Once a triangle is found, you don't necessarily have the final answer. However, you have now limited the final set of points to check. The furthest possible point to check would be at a distance equal to the sum of the distances of the first triangle found. Any further than this, and the sum of the distances is guaranteed to exceed the first triangle that was found.
Increase your range of points to include the last point whose distance <= the sum of the distances of the first triangle found.
Now check all combinations, and the answer is the triangle found from this set with the minimal sum of distances.
second shot
subsolution: (analytic geometry basics, skip if you are familiar with this) finding point of the opposite half-plane
Example: Let's have two points: A=[a,b]=[2,3] and B=[c,d]=[4,1]. Find vector u = A-B = (2-4,3-1) = (-2,2). This vector is parallel to AB line, so is the vector (-1,1). The equation for this line is defined by vector u and point in AB (i.e. A):
X = 2 -1*t
Y = 3 +1*t
Where t is any real number. Get rid of t:
t = 2 - X
Y = 3 + t = 3 + (2 - X) = 5 - X
X + Y - 5 = 0
Any point that fits in this equation is in the line.
Now let's have another point to define the half-plane, i.e. C=[1,1], we get:
X + Y - 5 = 1 + 1 - 5 < 0
Any point with opposite non-equation sign is in another half-plane, which are these points:
X + Y - 5 > 0
solution: finding the minimum triangle that fits the point S
Find the closest point P as min(sqrt( (Xp - Xs)^2 + (Yp - Ys)^2 ))
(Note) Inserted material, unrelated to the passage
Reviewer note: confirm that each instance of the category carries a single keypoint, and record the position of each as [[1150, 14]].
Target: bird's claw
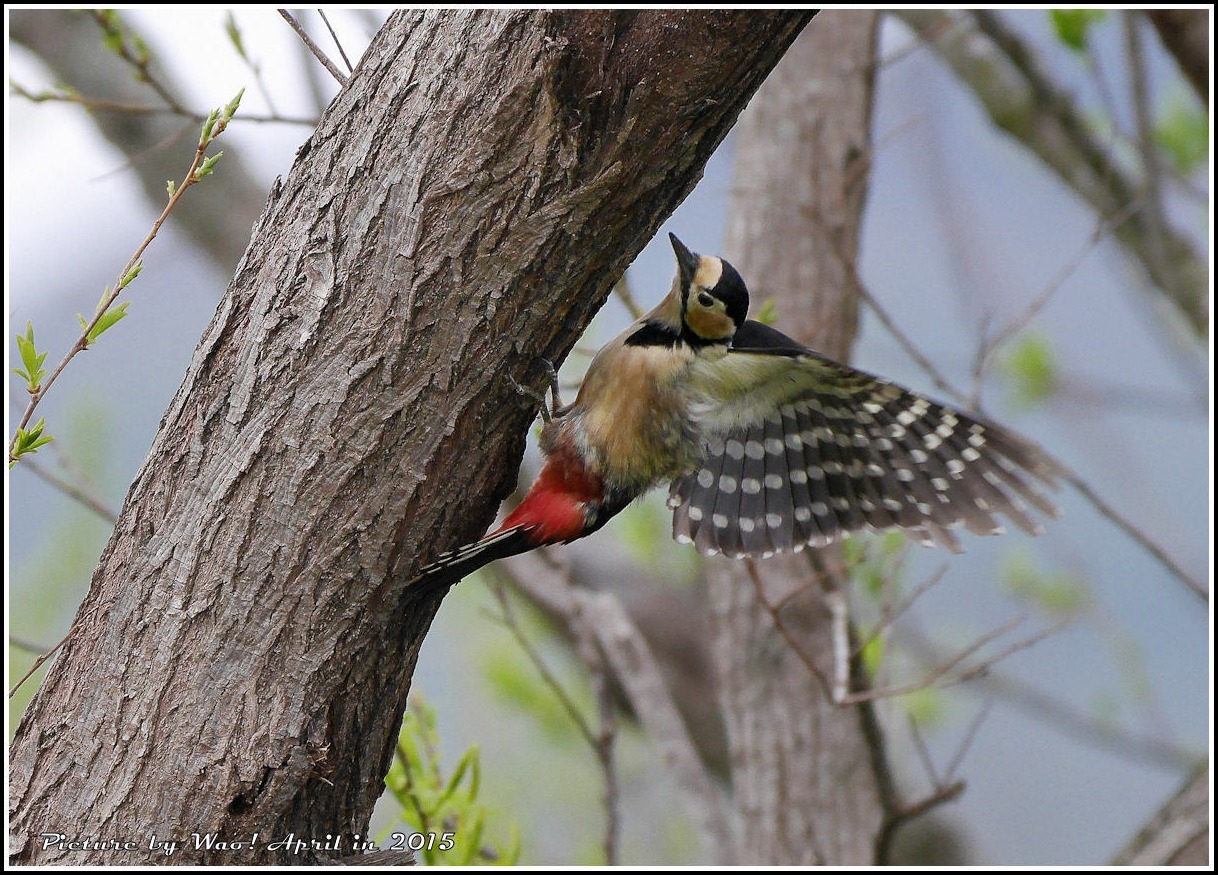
[[547, 411]]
Find perpendicular vector to SP as u = (-Yp+Ys,Xp-Xs)
Find two closest points A, B from the opposite half-plane to sigma = pP where p = Su (see subsolution), such as A is on the different site of line q = SP (see final part of the subsolution)
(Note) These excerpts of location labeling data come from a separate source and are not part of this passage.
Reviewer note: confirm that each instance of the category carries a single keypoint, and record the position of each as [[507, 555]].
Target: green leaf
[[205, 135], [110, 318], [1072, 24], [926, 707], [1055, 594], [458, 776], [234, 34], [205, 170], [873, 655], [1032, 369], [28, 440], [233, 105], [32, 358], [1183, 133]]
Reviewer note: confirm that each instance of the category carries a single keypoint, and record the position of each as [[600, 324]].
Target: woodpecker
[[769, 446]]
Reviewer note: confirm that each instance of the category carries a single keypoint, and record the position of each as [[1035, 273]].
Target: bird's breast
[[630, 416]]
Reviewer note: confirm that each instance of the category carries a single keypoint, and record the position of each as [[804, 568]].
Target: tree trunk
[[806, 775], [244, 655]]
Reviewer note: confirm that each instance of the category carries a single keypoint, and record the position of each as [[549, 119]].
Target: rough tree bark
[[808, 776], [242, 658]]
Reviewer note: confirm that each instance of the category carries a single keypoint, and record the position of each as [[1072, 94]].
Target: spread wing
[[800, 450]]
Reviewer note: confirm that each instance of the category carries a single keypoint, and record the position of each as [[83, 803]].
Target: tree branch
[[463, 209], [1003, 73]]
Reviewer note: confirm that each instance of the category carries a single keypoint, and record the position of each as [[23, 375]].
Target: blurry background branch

Now we have triangle ABP that covers S: calculate sum of distances |SP|+|SA|+|SB|
Find the second closest point to S and continue from 1. If the sum of distances is smaller than that in previous steps, remember it. Stop if |SP| is greater than the smallest sum of distances or no more points are available.
I hope this diagram makes it clear.
This is my first shot:
split the space into quadrants
with picked point at the [0,0]
coords
find the closest point
from each quadrant (so you have 4
points)
any triangle from these
points should be small enough (but not necesarilly the smallest)
Take the closest N=3 points. Check whether the triange fits. If not, increment N by one and try out all combinations. Do that until something fits or nothing does.